😀😀 Il tempo era cambiato improvvisamente e la temperatura aveva superato i trenta gradi. Nel cortile della scuola i bambini correvano in maglietta e pantaloncini.
Sofia, l’infermiera della scuola, stava facendo il suo giro di routine nel corridoio quando uno studente attirò subito la sua attenzione. Indossava pantaloni scuri lunghi, una giacca pesante e… un berretto di lana, lo stesso che aveva portato tutto l’inverno, con i piccoli pon pon, calato fin sopra le sopracciglia.😭😭
Sofia aggrottò le sopracciglia.
«Ciao, tesoro» disse dolcemente quando il bambino entrò nel suo ufficio. «Fa molto caldo oggi… non pensi che sarebbe meglio toglierti il cappello?»😊😊
Il ragazzo fece un passo indietro, stringendo il berretto con entrambe le mani, come se avesse paura che glielo togliessero con la forza.
«No, grazie» sussurrò. «Devo tenerlo.»
L’infermiera non insistette, ma sentì crescere in lei un senso di inquietudine. Il bambino era teso, sobbalzava a ogni minimo movimento del cappello, come se sotto si nascondesse qualcosa di terribile.😍😍
Quando Sofia finalmente gli tolse il cappello, rimase profondamente sconvolta.
Continua nel primo commento.👇👇
Più tardi, durante il pranzo, ne parlò con la maestra.
«Sono davvero preoccupata.
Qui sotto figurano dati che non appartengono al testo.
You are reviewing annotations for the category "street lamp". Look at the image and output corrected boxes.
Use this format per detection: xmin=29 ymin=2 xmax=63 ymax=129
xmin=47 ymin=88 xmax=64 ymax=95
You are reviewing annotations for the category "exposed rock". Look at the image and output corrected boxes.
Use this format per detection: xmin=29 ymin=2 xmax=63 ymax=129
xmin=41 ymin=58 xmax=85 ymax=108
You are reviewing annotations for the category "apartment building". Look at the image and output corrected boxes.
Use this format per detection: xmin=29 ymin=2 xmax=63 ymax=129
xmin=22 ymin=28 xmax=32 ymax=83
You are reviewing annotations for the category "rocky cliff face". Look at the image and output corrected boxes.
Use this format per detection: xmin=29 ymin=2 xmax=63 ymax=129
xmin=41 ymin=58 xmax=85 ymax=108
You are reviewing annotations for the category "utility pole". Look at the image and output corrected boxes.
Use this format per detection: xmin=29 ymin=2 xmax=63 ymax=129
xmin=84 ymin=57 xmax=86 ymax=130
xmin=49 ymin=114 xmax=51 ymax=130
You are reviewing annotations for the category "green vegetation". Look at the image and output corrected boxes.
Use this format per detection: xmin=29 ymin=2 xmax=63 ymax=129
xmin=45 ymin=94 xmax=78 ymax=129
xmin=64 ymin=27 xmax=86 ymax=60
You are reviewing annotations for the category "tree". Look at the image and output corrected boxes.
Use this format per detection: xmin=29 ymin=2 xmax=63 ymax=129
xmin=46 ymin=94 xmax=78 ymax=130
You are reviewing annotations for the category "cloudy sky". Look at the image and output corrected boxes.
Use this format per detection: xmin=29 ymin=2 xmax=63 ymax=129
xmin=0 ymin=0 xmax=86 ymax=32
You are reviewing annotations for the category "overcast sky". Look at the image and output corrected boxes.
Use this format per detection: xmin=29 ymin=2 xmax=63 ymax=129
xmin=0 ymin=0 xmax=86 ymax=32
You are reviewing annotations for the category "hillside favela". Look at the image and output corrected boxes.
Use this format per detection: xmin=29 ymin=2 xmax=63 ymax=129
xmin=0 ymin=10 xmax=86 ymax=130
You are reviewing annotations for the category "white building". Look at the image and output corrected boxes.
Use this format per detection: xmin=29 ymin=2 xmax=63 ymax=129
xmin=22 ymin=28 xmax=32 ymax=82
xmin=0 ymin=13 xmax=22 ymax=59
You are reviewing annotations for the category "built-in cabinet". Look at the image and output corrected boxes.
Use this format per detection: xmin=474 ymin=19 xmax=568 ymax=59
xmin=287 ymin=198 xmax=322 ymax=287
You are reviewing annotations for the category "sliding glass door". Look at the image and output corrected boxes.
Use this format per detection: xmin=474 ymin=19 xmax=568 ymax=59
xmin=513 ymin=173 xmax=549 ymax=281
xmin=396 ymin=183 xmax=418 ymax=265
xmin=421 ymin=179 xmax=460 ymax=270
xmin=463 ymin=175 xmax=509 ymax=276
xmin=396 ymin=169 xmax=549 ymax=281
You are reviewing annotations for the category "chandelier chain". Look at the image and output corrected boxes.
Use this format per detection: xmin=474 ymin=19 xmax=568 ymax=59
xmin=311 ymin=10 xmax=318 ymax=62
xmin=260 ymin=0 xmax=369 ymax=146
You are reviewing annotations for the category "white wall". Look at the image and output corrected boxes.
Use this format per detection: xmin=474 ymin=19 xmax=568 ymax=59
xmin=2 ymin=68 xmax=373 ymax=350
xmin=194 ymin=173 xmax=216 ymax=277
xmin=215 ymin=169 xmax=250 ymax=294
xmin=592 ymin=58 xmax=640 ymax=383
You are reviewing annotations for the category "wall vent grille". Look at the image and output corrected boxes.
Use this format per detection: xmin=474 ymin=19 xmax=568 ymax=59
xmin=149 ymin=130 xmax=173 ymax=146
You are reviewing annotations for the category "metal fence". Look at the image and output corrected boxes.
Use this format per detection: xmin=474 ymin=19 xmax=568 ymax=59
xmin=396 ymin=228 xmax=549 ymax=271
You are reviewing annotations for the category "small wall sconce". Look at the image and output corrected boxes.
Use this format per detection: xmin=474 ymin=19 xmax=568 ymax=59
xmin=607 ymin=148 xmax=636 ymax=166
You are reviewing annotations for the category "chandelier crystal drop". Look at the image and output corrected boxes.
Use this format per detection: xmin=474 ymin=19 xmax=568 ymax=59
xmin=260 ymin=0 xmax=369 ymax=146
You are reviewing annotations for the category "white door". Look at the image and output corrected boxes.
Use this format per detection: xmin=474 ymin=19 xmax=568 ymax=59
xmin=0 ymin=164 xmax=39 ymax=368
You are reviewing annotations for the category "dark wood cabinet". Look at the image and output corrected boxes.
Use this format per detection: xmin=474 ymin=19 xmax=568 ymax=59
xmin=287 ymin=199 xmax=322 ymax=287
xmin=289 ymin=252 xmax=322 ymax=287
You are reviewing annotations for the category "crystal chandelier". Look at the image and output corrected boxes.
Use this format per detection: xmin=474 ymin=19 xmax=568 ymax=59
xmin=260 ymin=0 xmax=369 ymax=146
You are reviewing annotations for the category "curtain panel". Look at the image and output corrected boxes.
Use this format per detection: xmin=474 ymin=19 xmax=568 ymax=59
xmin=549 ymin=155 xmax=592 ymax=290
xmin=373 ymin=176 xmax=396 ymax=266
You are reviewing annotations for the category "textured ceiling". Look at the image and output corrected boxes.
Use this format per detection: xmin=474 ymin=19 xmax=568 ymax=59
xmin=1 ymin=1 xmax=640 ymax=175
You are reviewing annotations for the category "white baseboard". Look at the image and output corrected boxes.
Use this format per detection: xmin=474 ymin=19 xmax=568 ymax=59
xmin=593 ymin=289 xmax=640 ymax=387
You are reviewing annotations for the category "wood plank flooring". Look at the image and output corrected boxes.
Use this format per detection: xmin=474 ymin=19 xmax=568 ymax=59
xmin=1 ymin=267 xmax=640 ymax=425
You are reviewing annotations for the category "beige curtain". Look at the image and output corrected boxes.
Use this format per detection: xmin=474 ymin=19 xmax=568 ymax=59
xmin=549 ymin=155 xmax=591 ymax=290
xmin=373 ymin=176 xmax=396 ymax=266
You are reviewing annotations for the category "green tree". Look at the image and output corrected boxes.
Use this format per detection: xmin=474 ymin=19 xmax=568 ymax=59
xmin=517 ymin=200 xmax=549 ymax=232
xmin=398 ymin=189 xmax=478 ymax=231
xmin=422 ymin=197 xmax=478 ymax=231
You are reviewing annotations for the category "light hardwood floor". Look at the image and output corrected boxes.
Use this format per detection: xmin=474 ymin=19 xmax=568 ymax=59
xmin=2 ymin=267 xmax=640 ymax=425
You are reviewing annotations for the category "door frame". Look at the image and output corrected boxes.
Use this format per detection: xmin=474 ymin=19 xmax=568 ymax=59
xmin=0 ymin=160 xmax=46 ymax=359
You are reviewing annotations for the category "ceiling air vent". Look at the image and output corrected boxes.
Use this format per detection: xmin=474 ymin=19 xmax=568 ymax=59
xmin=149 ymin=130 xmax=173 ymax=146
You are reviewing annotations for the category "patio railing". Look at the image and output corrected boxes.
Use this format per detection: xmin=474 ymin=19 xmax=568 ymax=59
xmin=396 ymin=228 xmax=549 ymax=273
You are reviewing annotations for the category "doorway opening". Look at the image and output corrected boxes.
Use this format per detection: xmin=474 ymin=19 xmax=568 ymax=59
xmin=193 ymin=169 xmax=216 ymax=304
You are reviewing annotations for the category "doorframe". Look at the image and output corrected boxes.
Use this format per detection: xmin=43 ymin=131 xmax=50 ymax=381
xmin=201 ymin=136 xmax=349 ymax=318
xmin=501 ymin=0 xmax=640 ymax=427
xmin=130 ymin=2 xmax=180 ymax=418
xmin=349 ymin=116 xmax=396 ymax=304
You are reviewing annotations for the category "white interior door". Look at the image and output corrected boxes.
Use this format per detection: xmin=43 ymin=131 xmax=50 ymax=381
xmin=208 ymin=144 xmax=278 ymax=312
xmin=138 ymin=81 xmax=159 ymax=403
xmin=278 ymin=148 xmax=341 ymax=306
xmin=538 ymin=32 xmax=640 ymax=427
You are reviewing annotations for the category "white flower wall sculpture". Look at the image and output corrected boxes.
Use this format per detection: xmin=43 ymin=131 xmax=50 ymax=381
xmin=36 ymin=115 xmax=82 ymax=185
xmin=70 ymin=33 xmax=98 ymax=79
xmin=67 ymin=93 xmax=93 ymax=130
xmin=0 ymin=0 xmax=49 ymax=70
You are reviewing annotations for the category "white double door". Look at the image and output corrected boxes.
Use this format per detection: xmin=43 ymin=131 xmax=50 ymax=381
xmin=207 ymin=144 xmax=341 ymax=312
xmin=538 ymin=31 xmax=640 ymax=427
Porta quel cappello tutti i giorni da quando sono finite le vacanze di primavera, prima mai. Durante l’ora di educazione fisica ha avuto un crollo quando l’allenatore gli ha chiesto di toglierlo. Abbiamo deciso di non insistere.»
Non riuscendo a togliersi quel pensiero dalla testa, Sofia chiamò quella sera il numero indicato nella cartella medica del bambino.
«Buonasera, sono l’infermiera della scuola di suo figlio.»
«Non è malato» interruppe una voce maschile. «Non corriamo dal medico senza motivo.»
«Ho notato che porta ancora il cappello invernale nonostante il caldo. Forse ha la pelle del cuoio capelluto sensibile? O qualche altro problema?»
Dopo una lunga pausa arrivò la risposta:
«È una decisione familiare. Non sono affari tuoi. Sa che deve tenerlo.»
«Ho anche visto una macchia sul cappello, sembrava sangue. Ci sono state ferite?»
«Solo qualche graffio. Ce la caviamo da soli. Non chiamare più.»
Una settimana dopo, la maestra corse in infermeria, visibilmente preoccupata.
«Ha un terribile mal di testa» sussurrò. «Si aggrappa a sé stesso, barcolla, parla a malapena.»
Il bambino era seduto sul divano, gli occhi fissi a terra, le mani sulla testa.
Sofia si inginocchiò accanto a lui.
«Ascolta, devo dare un’occhiata. Chiudiamo la porta, nessuno vedrà.»
Lui tremava e non rispondeva. Poi sussurrò:
«Papà ha detto che non si può filmare. Si arrabbierà. E mio fratello ha detto… se qualcuno lo scopre, mi porteranno via. Sarà colpa mia.»
Sofia sospirò profondamente e si mise i guanti.
«Non è colpa tua. Lascia che ti aiuti, per favore.»
Chiuse gli occhi e annuì piano.
Quando tolse delicatamente il cappello, il bambino urlò.
«È incastrato… fa male…»
Con soluzione antisettica, cerotti e molta cautela, Sofia lavorò lentamente. Il cappello sembrava quasi essere cresciuto sulla sua testa.
Quando finalmente lo tolse completamente, le due donne rimasero immobili per l’orrore.
Non c’erano più capelli sotto il cappello. Solo ustioni profonde, rotonde e purulente. Alcune fresche, altre cicatrizzate. Ustioni da sigaretta. Tagli infiammati.
«Oh mio Dio…» sussurrarono, coprendosi la bocca con le mani.
Il bambino rimase seduto tranquillo, con gli occhi chiusi.
«Papà diceva che ero malato» sussurrò. «Mio fratello mi ha comprato il cappello affinché nessuno lo notasse… Diceva che sarebbe passato…»
Quella stessa sera la polizia portò via il padre, e il bambino fu visitato in ospedale e messo al sicuro.